Tentang bacaan di dalamnya dikatakan; kata-kata pengarang, “Kebanyakan ulama bahwa yang sunnah adalah satu hatam, tidak boleh ditinggalkan hanya kerena malas.” Dikatakan; Hal ini bertentangan dengan pendapat umum, dikatakan bahwa yang afdhal bila membaca seperti bacaan shalat Maghrib karena shalat shalat nafilah (sunnah) itu berdasarkan pada yang ringan, terutama kalau berjama’ah.
Juga dikatakan yang dibaca setiap rakaat 30 ayat karena sayyidina Umar menyuruh hal itu, dengan demikian akan terjadi hatam tiga kali karena setiap sepuluh malam itu mempunyai fadhilah sendiri seperti yang ada dalam sanah (hadits) bahwa bulan Ramadhan itu awalnya rahmat, pertengahan maghfirah sedang akhirnya pembebasan dari api neraka. Sebagian ada yang menyukai hataman pada malam kedua pulh tujuh sebelum malam terakhir dengan harapan mandapatkan lailatul qadar, kalau sudah hatam sebelum malam terakhir dikatakan tidak makruh untuk meninggalkan tarawih pada sisanya.

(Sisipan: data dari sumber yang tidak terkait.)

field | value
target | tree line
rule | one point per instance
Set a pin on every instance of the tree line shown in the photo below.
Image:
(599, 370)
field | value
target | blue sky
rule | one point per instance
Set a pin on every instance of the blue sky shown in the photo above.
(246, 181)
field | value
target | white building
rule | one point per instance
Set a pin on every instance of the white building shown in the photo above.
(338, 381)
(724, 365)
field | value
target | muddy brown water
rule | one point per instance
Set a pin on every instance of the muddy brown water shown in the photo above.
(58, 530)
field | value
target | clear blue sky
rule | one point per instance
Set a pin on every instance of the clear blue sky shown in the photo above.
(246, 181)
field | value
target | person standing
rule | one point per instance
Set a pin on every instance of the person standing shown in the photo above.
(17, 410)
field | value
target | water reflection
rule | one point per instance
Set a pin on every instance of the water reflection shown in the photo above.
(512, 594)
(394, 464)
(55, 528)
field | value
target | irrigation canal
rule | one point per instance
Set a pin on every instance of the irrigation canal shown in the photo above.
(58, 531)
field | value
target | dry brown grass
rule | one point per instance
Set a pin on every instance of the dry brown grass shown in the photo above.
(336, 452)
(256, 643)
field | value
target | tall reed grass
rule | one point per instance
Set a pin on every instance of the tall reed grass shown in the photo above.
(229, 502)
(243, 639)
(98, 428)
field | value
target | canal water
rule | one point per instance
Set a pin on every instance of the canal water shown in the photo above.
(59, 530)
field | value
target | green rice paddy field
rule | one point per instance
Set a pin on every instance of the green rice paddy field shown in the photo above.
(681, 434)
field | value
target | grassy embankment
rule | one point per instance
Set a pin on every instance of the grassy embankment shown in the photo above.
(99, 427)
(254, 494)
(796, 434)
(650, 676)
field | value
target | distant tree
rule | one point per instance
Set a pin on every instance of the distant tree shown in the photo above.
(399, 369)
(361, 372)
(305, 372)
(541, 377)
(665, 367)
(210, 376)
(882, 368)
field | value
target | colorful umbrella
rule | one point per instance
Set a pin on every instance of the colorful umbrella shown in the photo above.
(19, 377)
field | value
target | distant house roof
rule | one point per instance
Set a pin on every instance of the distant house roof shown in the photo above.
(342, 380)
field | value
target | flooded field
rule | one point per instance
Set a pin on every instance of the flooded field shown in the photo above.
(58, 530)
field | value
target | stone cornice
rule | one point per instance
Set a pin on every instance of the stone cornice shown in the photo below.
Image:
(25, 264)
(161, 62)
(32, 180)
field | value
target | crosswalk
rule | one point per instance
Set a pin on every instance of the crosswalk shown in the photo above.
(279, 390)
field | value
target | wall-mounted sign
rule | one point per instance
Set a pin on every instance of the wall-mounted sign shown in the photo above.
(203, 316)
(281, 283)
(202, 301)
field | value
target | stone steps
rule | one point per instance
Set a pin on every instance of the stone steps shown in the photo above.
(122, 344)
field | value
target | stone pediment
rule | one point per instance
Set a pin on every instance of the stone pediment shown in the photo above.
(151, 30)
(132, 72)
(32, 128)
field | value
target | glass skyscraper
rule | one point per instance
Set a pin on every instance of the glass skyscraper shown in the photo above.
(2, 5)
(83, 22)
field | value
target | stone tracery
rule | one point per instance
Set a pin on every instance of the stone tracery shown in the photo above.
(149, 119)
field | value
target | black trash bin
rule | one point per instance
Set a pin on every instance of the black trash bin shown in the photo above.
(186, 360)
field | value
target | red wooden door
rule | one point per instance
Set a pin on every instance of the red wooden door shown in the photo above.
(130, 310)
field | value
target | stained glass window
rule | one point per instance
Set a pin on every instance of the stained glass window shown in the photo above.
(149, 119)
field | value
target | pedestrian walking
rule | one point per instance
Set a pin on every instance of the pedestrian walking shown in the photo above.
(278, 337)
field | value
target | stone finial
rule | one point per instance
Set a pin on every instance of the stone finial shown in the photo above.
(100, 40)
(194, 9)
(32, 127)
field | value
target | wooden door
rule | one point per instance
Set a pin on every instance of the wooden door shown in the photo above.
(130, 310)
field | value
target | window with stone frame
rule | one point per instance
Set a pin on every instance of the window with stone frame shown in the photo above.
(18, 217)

Dikatakan juga, shalat juga hanya bacaan semaunya. Pendapat yang dianut oleh umum ialah yang diriwayatka oleh Hasan dari Abu Hanifah bahwa dia membaca pada setiap rakaat sepuluh ayat sedang jumlah rakaatnya enam ratus rakaat atau lima ratus delapan puluh rakaat, sedang ayat Al Qur’an ada enam ribu ayat lebih. Sebagian ada yang meriwayatkan dari Hasan bahwa ia berkata, “Sepuluh ayat atau semisal dan ini baik.”
Diriwayatkan juga bahwa Abu Hanifah menghatamkan enam puluh satu kali, setiap siang menghatamkan satu kali dan dia tidak meninggalkan hataman hanya karena malasnya kaum karena hal itu sebenarnya keringanan bukan memberatkan. Kalau seorang imam masjid tidak sanggup menghatamkan maka hendaknya menyerahkan pada yang lain. Inilah pendapat para pengikut madzhab Hanafi.
Ringkasan Madzhab Hanafi
- Bahwa shalat tarawih sunnah, yang sebelas rakaat sunnah, sedang selebihnya mustahab (disenangi)
- Istirahat atau menunggu antara dua tarawih mustahab (disenangi) dan setiap daerah boleh memilih apa yang dilakukan selama menunggu.
- Bacaan tidak boleh kurang dari satu hataman.
- Melakukan dengan jama’ah lebih afdhal (utama).
- Mereka berselisih pendapat masalah witir, mana yang lebih afdhal, jama’ah di masjid atau sendiri-sendiri di rumah, yang lebih kuat menurut Kodi Khan pendapat yang pertama.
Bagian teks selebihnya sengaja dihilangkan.